岩波書店刊の絵本『ちびくろ・さんぼ』(1953年初版)の挿絵画家として知られる。ただし、これらの挿絵は、ニューヨークのマクミラン社(Macmillan)から1927年にThe Happy Hour Booksシリーズの中の1冊として刊行されたものに使われたものを、翻訳者の光吉夏弥がレイアウトなどを改変して用いたものである。
大ヒットとなったこの絵本により、日本では著名であるが、世界的にはあまり知られておらず、そのため没年も不詳である。
作品のほとんどは1940年代までに発表されており、岩波版『ちびくろ・さんぼ』が出版された1953年には故人であった可能性が高い。その傍証として、同絵本には、第2話として「さんぼとふたごたち(Sambo and the Twins)」が収録されているが、その挿絵には日本の漫画家岡部冬彦がドビアスの画風をそっくりマネて描いたものが使われているという事実がある。1953年当時は国際的な著作権に対する意識が薄かった時代とはいえ、こうした盗作まがいの作品をドビアスが見逃していたのも、すでに故人となっていたからであろう。
[編集] 作品リスト
- 『ちびくろ・さんぼ』(岩波書店, 1953年)
- 『ちびくろ・さんぼ』(瑞雲舎, 2005年)
- Bannerman, Helen. Little Black Sambo. The Happy Hour Books. Macmillan, 1927.
(アメリカン・アーティスト・ブルーブック社の AskART のページに表紙の画像が掲載されている。)
- Siebe, Josephine. Kasperle’s Adventures. Translated by Florence Geiser.

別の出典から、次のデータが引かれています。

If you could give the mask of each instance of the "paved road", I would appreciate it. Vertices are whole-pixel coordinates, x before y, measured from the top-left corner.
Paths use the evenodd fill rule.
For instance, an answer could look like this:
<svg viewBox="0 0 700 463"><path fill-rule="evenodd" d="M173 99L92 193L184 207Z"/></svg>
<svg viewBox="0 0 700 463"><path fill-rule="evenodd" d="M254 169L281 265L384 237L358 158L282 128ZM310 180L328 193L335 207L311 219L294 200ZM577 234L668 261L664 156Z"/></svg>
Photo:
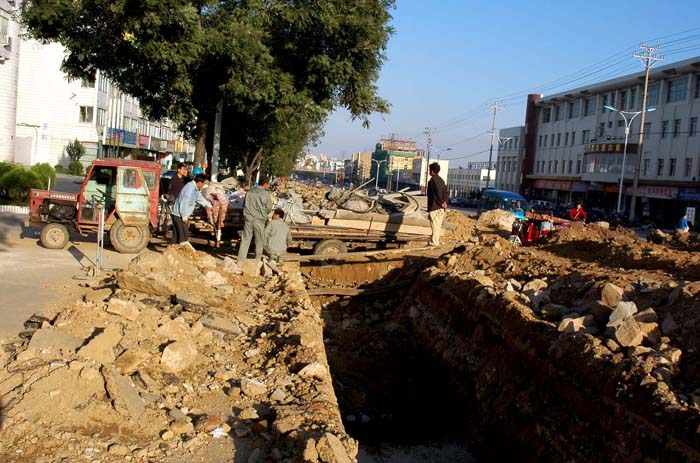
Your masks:
<svg viewBox="0 0 700 463"><path fill-rule="evenodd" d="M83 184L85 177L76 177L73 175L56 174L56 185L52 186L52 190L62 191L64 193L78 193L80 186Z"/></svg>
<svg viewBox="0 0 700 463"><path fill-rule="evenodd" d="M40 230L24 227L25 218L0 215L0 339L16 335L32 314L72 302L80 289L73 277L85 276L84 269L94 265L94 235L72 234L65 249L44 249ZM105 249L103 267L121 268L133 257Z"/></svg>

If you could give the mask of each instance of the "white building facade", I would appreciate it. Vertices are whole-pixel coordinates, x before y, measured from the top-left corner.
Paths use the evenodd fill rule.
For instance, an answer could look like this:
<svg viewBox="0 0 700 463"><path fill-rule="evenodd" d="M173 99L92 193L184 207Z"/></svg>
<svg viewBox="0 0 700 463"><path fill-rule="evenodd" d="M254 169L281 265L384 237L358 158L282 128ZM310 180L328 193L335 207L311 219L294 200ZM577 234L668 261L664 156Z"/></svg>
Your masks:
<svg viewBox="0 0 700 463"><path fill-rule="evenodd" d="M13 21L19 2L0 0L0 161L14 158L20 27Z"/></svg>
<svg viewBox="0 0 700 463"><path fill-rule="evenodd" d="M489 176L491 177L489 180ZM449 169L447 174L447 190L451 198L474 198L486 189L488 180L489 188L496 185L496 169L488 162L470 162L467 167Z"/></svg>
<svg viewBox="0 0 700 463"><path fill-rule="evenodd" d="M623 204L630 205L639 155L640 117L630 128L616 111L641 109L644 73L638 72L536 100L526 115L532 138L526 146L524 189L530 198L616 206L622 160ZM641 154L637 217L669 224L686 207L700 206L700 57L651 70Z"/></svg>
<svg viewBox="0 0 700 463"><path fill-rule="evenodd" d="M525 127L509 127L498 132L498 155L494 182L497 190L519 192L522 183Z"/></svg>

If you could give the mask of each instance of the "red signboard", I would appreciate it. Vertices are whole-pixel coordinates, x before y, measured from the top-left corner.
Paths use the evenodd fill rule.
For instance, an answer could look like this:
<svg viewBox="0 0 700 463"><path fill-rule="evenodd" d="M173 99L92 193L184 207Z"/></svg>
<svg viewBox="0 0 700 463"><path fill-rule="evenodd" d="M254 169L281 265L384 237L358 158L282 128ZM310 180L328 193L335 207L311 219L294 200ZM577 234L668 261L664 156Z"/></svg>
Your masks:
<svg viewBox="0 0 700 463"><path fill-rule="evenodd" d="M535 180L533 188L543 190L571 191L571 181L569 180Z"/></svg>
<svg viewBox="0 0 700 463"><path fill-rule="evenodd" d="M150 143L150 138L148 135L140 135L139 134L139 148L147 150L149 143Z"/></svg>

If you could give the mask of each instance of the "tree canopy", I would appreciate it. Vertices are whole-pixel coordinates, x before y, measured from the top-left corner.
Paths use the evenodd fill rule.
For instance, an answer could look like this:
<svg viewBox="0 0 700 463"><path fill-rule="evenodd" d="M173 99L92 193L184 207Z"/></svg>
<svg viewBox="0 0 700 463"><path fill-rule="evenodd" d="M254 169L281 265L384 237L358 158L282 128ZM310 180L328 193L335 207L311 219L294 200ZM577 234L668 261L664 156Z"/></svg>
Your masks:
<svg viewBox="0 0 700 463"><path fill-rule="evenodd" d="M28 0L29 33L67 50L64 71L102 71L151 118L205 137L224 101L222 146L246 166L296 156L334 108L386 112L376 80L394 0ZM284 162L282 162L284 164Z"/></svg>

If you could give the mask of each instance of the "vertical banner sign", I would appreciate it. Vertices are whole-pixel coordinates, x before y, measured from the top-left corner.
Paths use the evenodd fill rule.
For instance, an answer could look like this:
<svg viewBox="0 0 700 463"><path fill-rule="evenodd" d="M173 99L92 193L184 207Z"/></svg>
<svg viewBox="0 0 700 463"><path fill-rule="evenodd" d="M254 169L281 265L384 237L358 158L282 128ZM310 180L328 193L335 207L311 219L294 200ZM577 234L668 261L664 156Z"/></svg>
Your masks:
<svg viewBox="0 0 700 463"><path fill-rule="evenodd" d="M685 210L685 213L688 214L688 223L695 225L695 208L689 207Z"/></svg>

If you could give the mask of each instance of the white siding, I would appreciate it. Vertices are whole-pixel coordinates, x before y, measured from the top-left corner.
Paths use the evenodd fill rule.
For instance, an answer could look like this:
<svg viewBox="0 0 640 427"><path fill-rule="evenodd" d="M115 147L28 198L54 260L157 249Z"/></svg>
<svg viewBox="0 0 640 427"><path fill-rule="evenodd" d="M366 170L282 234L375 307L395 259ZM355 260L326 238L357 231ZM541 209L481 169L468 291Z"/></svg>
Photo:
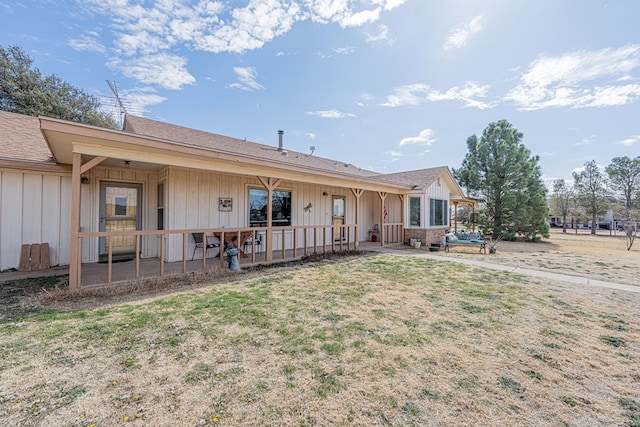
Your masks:
<svg viewBox="0 0 640 427"><path fill-rule="evenodd" d="M438 178L433 184L427 188L426 197L424 199L424 217L425 217L425 228L429 228L429 224L431 224L430 209L429 209L429 200L430 199L440 199L446 200L447 206L451 206L451 189L446 184L444 179ZM447 216L447 222L449 221L449 216ZM449 224L447 224L448 226ZM433 228L433 227L432 227ZM442 226L435 226L435 228L442 228Z"/></svg>
<svg viewBox="0 0 640 427"><path fill-rule="evenodd" d="M0 170L0 270L32 243L49 244L51 265L69 264L70 186L68 175Z"/></svg>
<svg viewBox="0 0 640 427"><path fill-rule="evenodd" d="M170 168L167 172L167 200L165 218L167 229L180 230L192 228L244 228L249 226L248 195L249 188L263 188L257 177L216 174L204 171L193 171ZM348 188L327 187L313 184L282 181L278 190L291 191L291 224L292 225L330 225L332 221L332 196L344 196L346 200L347 224L355 223L355 197ZM326 193L326 196L323 196ZM366 195L367 193L365 193ZM376 194L373 194L378 198ZM230 212L218 210L218 198L232 198L233 209ZM363 196L365 198L365 196ZM397 203L397 196L390 196ZM304 207L311 203L312 208ZM379 209L378 202L378 209ZM361 202L361 212L369 211L366 202ZM399 205L393 211L399 212ZM397 214L399 217L399 213ZM362 220L362 219L361 219ZM376 221L378 222L378 221ZM369 226L372 227L372 224ZM358 238L368 238L369 228L361 227ZM327 231L326 238L330 236ZM309 230L307 238L312 239L313 231ZM193 252L193 240L188 237L187 255ZM297 236L302 244L302 232ZM285 236L287 244L291 244L293 236ZM311 242L311 240L309 240ZM274 236L273 248L281 247L282 238ZM171 236L167 241L167 259L178 260L182 256L182 237ZM198 256L198 253L196 253Z"/></svg>

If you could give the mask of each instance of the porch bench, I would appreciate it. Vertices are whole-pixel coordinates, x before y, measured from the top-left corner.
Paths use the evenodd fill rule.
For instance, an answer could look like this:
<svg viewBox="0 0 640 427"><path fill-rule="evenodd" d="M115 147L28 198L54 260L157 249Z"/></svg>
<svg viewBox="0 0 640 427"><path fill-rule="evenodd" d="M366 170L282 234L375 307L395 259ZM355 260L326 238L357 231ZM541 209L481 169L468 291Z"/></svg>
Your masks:
<svg viewBox="0 0 640 427"><path fill-rule="evenodd" d="M480 234L479 231L454 231L452 233L445 234L445 251L449 252L449 248L456 245L478 245L480 247L480 252L484 254L487 253L487 243L484 241L484 239L482 238L482 234Z"/></svg>

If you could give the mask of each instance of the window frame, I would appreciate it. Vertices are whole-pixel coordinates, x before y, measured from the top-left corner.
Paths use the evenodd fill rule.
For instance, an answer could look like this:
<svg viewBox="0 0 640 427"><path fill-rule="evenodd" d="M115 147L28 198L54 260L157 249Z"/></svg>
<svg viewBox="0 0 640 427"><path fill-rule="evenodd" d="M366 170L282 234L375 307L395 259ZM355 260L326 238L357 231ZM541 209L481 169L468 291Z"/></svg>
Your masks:
<svg viewBox="0 0 640 427"><path fill-rule="evenodd" d="M257 219L252 219L252 192L261 192L263 193L263 197L264 197L264 205L262 205L260 207L260 209L258 210L262 210L264 207L266 207L268 205L267 203L267 196L269 195L269 191L264 188L264 187L249 187L247 194L247 200L248 202L248 223L249 223L249 227L267 227L267 215L266 215L266 209L265 209L265 214L264 216L259 216ZM276 196L280 193L285 193L288 194L288 198L285 197L285 200L288 199L288 203L285 203L285 208L284 208L284 212L282 214L281 218L277 218L277 213L278 211L275 210L277 203L274 203L274 199L276 198ZM257 197L257 195L254 195L254 200L255 197ZM291 190L287 190L287 189L281 189L281 190L273 190L272 195L271 195L272 199L271 199L271 207L272 207L272 218L271 218L271 226L272 227L286 227L286 226L290 226L293 222L293 191ZM287 211L288 210L288 215L287 215Z"/></svg>
<svg viewBox="0 0 640 427"><path fill-rule="evenodd" d="M436 223L436 219L438 215L436 212L438 210L438 202L442 203L441 205L441 215L442 215L442 224ZM429 198L429 227L448 227L449 226L449 200L440 199L438 197L430 197Z"/></svg>
<svg viewBox="0 0 640 427"><path fill-rule="evenodd" d="M412 215L412 202L417 200L417 207L418 207L418 218L416 223L412 223L413 221L413 215ZM408 200L408 206L407 206L407 212L409 214L408 217L408 228L420 228L422 224L422 196L409 196L409 200Z"/></svg>

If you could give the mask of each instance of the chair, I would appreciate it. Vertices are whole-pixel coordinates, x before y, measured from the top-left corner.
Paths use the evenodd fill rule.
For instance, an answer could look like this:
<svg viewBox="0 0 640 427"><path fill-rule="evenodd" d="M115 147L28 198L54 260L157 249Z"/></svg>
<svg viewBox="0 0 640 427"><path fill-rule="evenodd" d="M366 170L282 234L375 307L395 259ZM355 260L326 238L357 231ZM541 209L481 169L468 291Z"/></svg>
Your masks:
<svg viewBox="0 0 640 427"><path fill-rule="evenodd" d="M196 242L196 246L193 248L193 255L191 255L191 261L193 261L193 258L196 256L196 251L198 249L202 249L203 254L202 256L206 256L206 251L208 251L211 248L219 248L220 247L220 243L213 243L213 242L209 242L209 237L207 236L206 241L203 239L203 235L204 233L191 233L191 235L193 236L193 241ZM205 249L206 248L206 249Z"/></svg>
<svg viewBox="0 0 640 427"><path fill-rule="evenodd" d="M257 248L260 248L260 247L262 246L262 233L258 233L258 232L256 232L255 236L256 236L256 244L255 244L255 246L256 246ZM252 240L252 237L249 237L249 238L244 242L244 247L243 247L244 252L246 252L246 251L247 251L247 246L251 246L251 245L253 245L253 240ZM261 252L261 251L256 250L256 252Z"/></svg>

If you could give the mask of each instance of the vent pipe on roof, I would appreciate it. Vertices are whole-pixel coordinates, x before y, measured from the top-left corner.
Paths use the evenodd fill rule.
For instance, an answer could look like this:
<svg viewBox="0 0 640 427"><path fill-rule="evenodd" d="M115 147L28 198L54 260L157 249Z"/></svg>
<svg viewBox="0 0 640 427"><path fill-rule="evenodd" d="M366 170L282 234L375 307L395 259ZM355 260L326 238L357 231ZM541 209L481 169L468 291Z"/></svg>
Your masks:
<svg viewBox="0 0 640 427"><path fill-rule="evenodd" d="M284 135L283 130L278 131L278 151L282 151L284 148L284 143L282 142L282 136Z"/></svg>

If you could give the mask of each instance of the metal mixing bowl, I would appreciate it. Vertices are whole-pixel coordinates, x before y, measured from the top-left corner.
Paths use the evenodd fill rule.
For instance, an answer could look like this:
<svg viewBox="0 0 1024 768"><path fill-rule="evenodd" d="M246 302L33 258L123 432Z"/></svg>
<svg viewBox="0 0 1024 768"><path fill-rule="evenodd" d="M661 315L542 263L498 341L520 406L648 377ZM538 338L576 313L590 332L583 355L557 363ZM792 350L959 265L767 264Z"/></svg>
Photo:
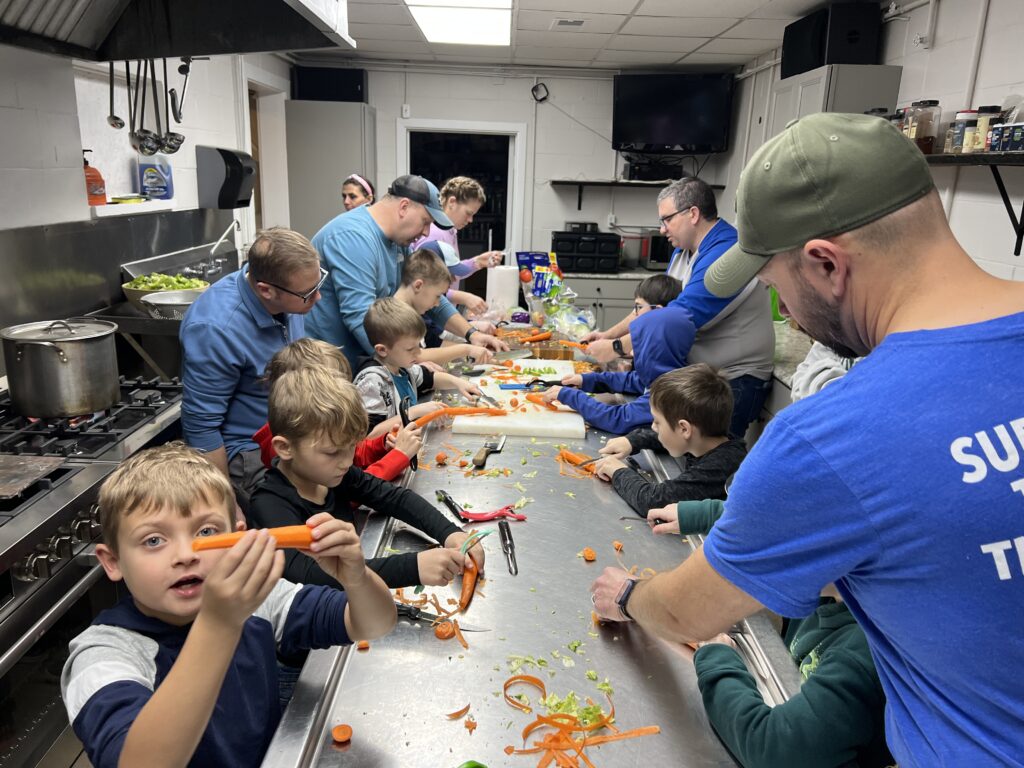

Macmillan, 1929.
- Morris, William. Sons of the Volsungs. Adapted by Dorothy Hosford from Sigurd the Volsung by William Morris. Macmillan, 1932.
- Junior Bible. Macmillan 1936.
- Kelsey, Alice (Geer). Once the Hodja. Longman’s 1943.
(Jeremy Schiff's Hodja homepage にOnce the Hodjaの話がフランク・ドビアスのイラスト付きで掲載されている。)